Although the proposed GIS extension tables have been approved by the
broader OHDSI community, they are not yet integrated natively into the
OHDSI tooling. These tables and the data they capture, however, can
still be referenced in standard model building and analytics workflows.
The purpose of this analytics demonstration is to show how data in the
EXPOSURE_OCCURRENCE table can be utilized in the training and evaluation
of an OMOP-specific patient-level-prediction (PLP) model. The analytic
process we executed and describe below relies on a GIS-version of the
Tufts Synthetic Dataset that has both EHR and geospatial data
integrated; see the description
of that dataset for more details about contents or access. Much of the
work is based on the detailed vignette that describes custom feature
engineering in PLP
vignette('AddingCustomFeatureEngineering')
We defined our target
cohort within the sampling
procedures when creating a subset of the Tufts Synthetic Data, and we
described this process at length elsewhere. For the purposes of using
the PLP package, we formalized this group of individuals in the cohort
table using a simple cohort definition including all individuals with
“any visit”, and include that atlas-compatible json definition here for
reference.
We also created our outcome
cohort - in this case, those
patients with COPD or a conceptual descendant thereof - in Atlas and
have shared the json definition (we also included an equivalent SQL
script).
It is possible to create an R package that serves as a basis for a PLP model using Atlas, but given Atlas does not yet support the GIS extension, we have created this demo model directly using the PLP package.

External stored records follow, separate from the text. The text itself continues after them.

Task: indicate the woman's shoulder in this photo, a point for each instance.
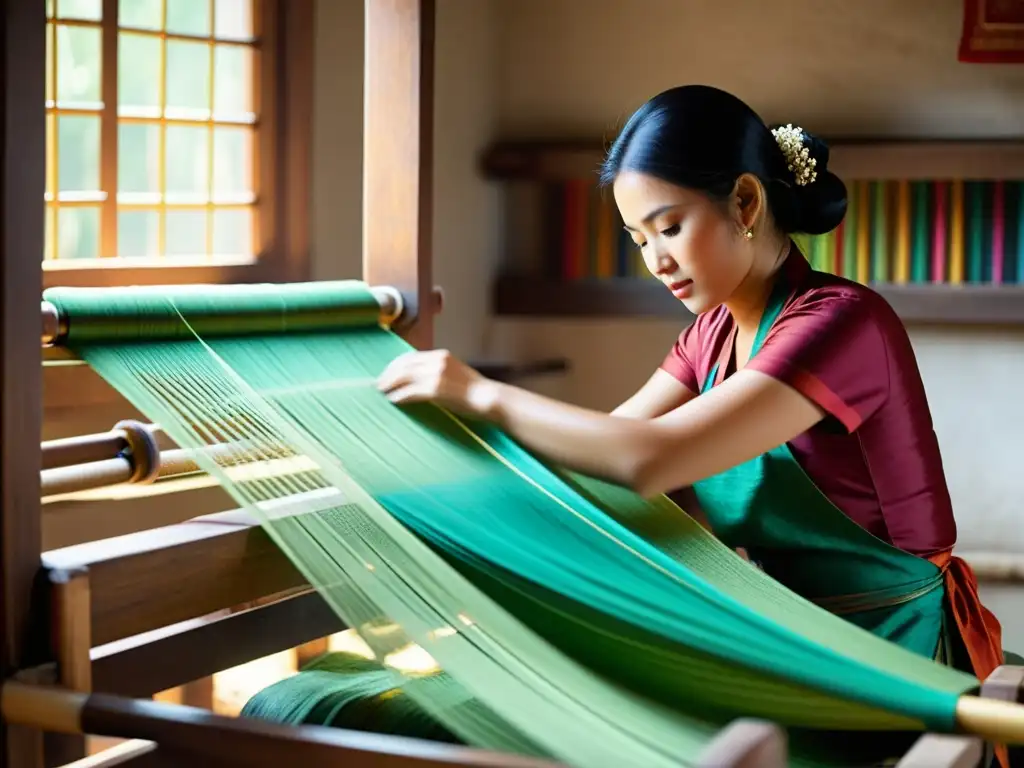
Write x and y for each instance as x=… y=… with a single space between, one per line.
x=835 y=295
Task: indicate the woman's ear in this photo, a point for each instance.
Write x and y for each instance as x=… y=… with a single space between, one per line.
x=749 y=199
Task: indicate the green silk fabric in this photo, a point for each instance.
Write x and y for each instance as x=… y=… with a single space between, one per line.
x=571 y=617
x=771 y=508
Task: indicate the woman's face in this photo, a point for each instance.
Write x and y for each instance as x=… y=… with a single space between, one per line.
x=693 y=246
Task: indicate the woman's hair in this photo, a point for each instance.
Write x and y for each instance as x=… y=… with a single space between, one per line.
x=704 y=138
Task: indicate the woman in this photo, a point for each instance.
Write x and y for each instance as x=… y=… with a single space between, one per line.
x=793 y=406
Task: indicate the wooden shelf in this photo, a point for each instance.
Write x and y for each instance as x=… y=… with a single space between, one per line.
x=925 y=304
x=850 y=159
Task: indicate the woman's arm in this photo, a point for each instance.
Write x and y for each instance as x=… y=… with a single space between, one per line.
x=745 y=416
x=662 y=393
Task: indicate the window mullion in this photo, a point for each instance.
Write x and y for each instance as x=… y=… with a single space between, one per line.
x=109 y=133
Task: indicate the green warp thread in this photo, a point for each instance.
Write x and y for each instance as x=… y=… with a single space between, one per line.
x=165 y=312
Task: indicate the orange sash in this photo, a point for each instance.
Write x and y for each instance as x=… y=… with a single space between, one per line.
x=978 y=626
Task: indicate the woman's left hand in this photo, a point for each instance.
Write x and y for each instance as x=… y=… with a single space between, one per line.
x=438 y=377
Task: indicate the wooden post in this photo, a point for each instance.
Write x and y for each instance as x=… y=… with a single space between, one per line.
x=397 y=165
x=71 y=645
x=23 y=169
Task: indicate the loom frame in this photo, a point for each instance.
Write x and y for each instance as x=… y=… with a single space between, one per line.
x=62 y=610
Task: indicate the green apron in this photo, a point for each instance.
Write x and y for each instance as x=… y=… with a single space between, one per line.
x=790 y=528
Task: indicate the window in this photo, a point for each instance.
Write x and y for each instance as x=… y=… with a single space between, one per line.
x=195 y=170
x=162 y=151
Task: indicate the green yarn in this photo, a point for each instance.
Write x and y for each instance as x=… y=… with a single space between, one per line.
x=345 y=690
x=571 y=617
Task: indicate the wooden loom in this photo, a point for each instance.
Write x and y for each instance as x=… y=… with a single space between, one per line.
x=62 y=610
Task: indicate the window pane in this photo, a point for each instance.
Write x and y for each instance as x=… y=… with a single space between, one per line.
x=51 y=219
x=90 y=10
x=138 y=233
x=185 y=233
x=78 y=64
x=142 y=14
x=138 y=73
x=138 y=158
x=232 y=162
x=233 y=19
x=188 y=16
x=232 y=81
x=78 y=154
x=188 y=78
x=51 y=152
x=232 y=228
x=78 y=229
x=50 y=88
x=187 y=161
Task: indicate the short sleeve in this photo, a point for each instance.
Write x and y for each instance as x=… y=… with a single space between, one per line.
x=681 y=359
x=830 y=348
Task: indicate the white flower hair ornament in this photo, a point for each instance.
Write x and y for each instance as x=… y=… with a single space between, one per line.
x=798 y=157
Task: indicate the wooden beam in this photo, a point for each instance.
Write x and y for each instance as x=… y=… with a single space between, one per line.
x=217 y=561
x=397 y=166
x=23 y=168
x=195 y=651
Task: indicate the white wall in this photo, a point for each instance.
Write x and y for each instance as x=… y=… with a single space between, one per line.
x=556 y=68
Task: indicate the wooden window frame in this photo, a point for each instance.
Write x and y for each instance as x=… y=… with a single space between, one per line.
x=284 y=139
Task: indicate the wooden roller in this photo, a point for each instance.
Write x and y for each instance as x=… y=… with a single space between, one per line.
x=217 y=739
x=392 y=304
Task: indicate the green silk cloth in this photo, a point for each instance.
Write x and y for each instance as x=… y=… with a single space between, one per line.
x=572 y=619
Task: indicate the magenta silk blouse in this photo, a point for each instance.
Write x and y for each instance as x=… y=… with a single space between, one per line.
x=876 y=455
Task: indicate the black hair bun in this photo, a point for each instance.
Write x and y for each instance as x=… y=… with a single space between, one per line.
x=820 y=204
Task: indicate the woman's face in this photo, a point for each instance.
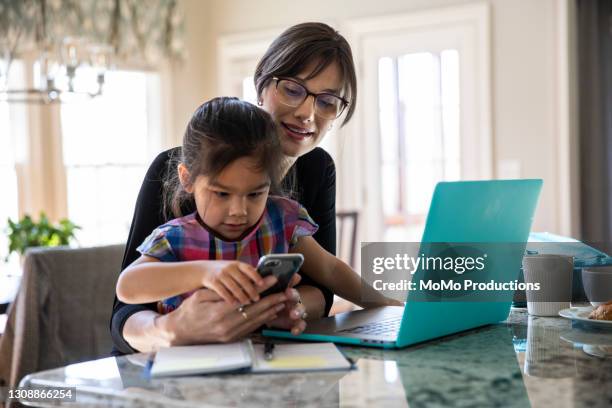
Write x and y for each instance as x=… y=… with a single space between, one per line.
x=300 y=130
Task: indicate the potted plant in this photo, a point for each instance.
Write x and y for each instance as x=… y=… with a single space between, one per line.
x=27 y=233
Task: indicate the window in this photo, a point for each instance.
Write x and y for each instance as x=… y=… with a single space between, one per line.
x=12 y=131
x=419 y=135
x=424 y=113
x=108 y=143
x=9 y=202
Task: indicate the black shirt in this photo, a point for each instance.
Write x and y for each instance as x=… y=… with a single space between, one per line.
x=313 y=178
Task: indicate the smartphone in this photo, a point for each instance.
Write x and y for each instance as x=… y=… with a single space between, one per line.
x=283 y=266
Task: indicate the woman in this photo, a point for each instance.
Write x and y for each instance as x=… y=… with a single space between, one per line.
x=307 y=68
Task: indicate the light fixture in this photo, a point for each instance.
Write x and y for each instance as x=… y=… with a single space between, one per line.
x=69 y=44
x=57 y=73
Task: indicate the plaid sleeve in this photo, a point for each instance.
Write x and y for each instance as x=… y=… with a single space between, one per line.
x=304 y=226
x=158 y=246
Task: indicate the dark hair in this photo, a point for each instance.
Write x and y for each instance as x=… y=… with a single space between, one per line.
x=221 y=131
x=299 y=45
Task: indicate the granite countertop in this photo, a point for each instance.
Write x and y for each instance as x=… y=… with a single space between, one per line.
x=520 y=362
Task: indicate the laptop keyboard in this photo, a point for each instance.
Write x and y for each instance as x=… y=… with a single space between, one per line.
x=385 y=327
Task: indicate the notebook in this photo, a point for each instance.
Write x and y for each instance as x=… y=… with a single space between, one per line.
x=243 y=355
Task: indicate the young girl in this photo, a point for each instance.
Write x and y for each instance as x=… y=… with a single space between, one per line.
x=231 y=162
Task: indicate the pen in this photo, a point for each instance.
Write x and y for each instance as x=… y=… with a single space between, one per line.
x=268 y=351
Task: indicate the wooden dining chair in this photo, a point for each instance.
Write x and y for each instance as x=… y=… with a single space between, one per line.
x=62 y=310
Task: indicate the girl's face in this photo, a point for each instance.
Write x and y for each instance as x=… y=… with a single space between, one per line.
x=233 y=202
x=300 y=130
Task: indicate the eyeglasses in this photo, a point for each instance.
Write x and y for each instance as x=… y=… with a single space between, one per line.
x=292 y=93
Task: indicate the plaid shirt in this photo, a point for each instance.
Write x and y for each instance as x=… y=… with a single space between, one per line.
x=187 y=239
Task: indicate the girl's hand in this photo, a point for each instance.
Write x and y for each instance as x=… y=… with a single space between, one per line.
x=236 y=282
x=293 y=316
x=206 y=318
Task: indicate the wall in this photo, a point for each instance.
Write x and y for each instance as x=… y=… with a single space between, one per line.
x=525 y=42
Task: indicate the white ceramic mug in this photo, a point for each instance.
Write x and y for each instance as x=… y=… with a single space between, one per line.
x=554 y=275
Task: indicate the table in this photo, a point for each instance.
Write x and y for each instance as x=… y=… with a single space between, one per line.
x=520 y=362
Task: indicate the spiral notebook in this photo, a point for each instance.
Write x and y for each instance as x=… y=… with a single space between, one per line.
x=244 y=356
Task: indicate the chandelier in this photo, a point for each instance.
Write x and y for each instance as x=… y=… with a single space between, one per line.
x=69 y=46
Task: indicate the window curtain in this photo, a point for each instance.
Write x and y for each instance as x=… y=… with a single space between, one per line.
x=595 y=120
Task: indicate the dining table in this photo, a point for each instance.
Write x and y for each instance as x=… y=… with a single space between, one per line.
x=520 y=362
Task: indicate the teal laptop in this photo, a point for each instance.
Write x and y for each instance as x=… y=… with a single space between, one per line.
x=492 y=212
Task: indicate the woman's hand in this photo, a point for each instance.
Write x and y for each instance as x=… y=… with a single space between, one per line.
x=205 y=317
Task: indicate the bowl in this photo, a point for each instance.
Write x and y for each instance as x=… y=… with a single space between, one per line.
x=597 y=282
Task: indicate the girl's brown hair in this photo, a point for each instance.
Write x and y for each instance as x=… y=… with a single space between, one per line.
x=298 y=46
x=221 y=131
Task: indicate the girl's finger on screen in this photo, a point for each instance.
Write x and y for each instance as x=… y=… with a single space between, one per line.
x=250 y=272
x=246 y=285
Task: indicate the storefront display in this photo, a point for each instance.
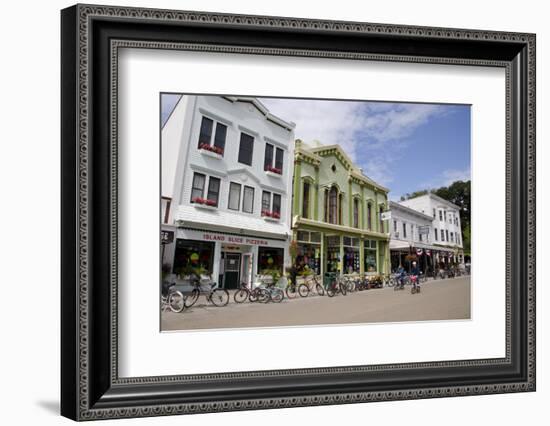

After configuring the environment (very important!) appropriately, we imported necessary packages and defined the relevant parameters about the data source:
library(PatientLevelPrediction)
library(dplyr)
outputFolder <- "/ohdsi-gis/copdResultsPM25_NEW"
saveDirectory <- outputFolder
ExecutionDateTime <- Sys.time()
logSettings = createLogSettings(verbosity = "DEBUG", timeStamp = T, logName =
"runPlp Log")
analysisName = 'Generic PLP'
# Details for connecting to the server:
connectionDetails <- DatabaseConnector::createConnectionDetails(
dbms = 'spark',
server = '/default',
connectionString = '<REDACTED>'
)
# Add the database containing the OMOP CDM data
cdmDatabaseSchema <- 'gis_syn_dataset_5_4'
# Add a sharebale name for the database containing the OMOP CDM data
cdmDatabaseName <- 'TSD-GIS'
# Add a database with read/write access as this is where the cohorts will be generated
cohortDatabaseSchema <- 'gis_syn_dataset_5_4'
tempEmulationSchema <- NULL
# table name where the cohorts will be generated
cohortTable <- 'cohort'
After defining parameters, we created a database settings object and
launched the runMultiplePLP
function to create a base
plpData
object:
databaseDetails <- PatientLevelPrediction::createDatabaseDetails(
connectionDetails = connectionDetails,
cdmDatabaseSchema = cdmDatabaseSchema,
cdmDatabaseName = cdmDatabaseName,
tempEmulationSchema = tempEmulationSchema,
cohortDatabaseSchema = cohortDatabaseSchema,
cohortTable = cohortTable,
outcomeDatabaseSchema = cohortDatabaseSchema,
outcomeTable = cohortTable,
cdmVersion = 5
)
# Run very simple LR model against two cohorts created in Atlas. Use model
# as basis for augmented model with pollutants below
runMultiplePlp(
databaseDetails = databaseDetails,
modelDesignList = list(createModelDesign(targetId = 9, outcomeId = 8, modelSettings =
setLassoLogisticRegression())),
onlyFetchData = F,
cohortDefinitions = NULL,
logSettings = createLogSettings(verbosity = "DEBUG", timeStamp = T, logName =
"runPlp Log"),
saveDirectory = outputFolder,
sqliteLocation = file.path(saveDirectory, "sqlite")
)
The labels sub-object within plpData
contains
per-individual data elements like gender and age; we added an additional
data element to this object derived from the
EXPOSURE_OCCURRENCE
table:
cohortDefinitions <- NULL
modelDesign <- createModelDesign(targetId = 9, outcomeId = 8, modelSettings = setLassoLogisticRegression())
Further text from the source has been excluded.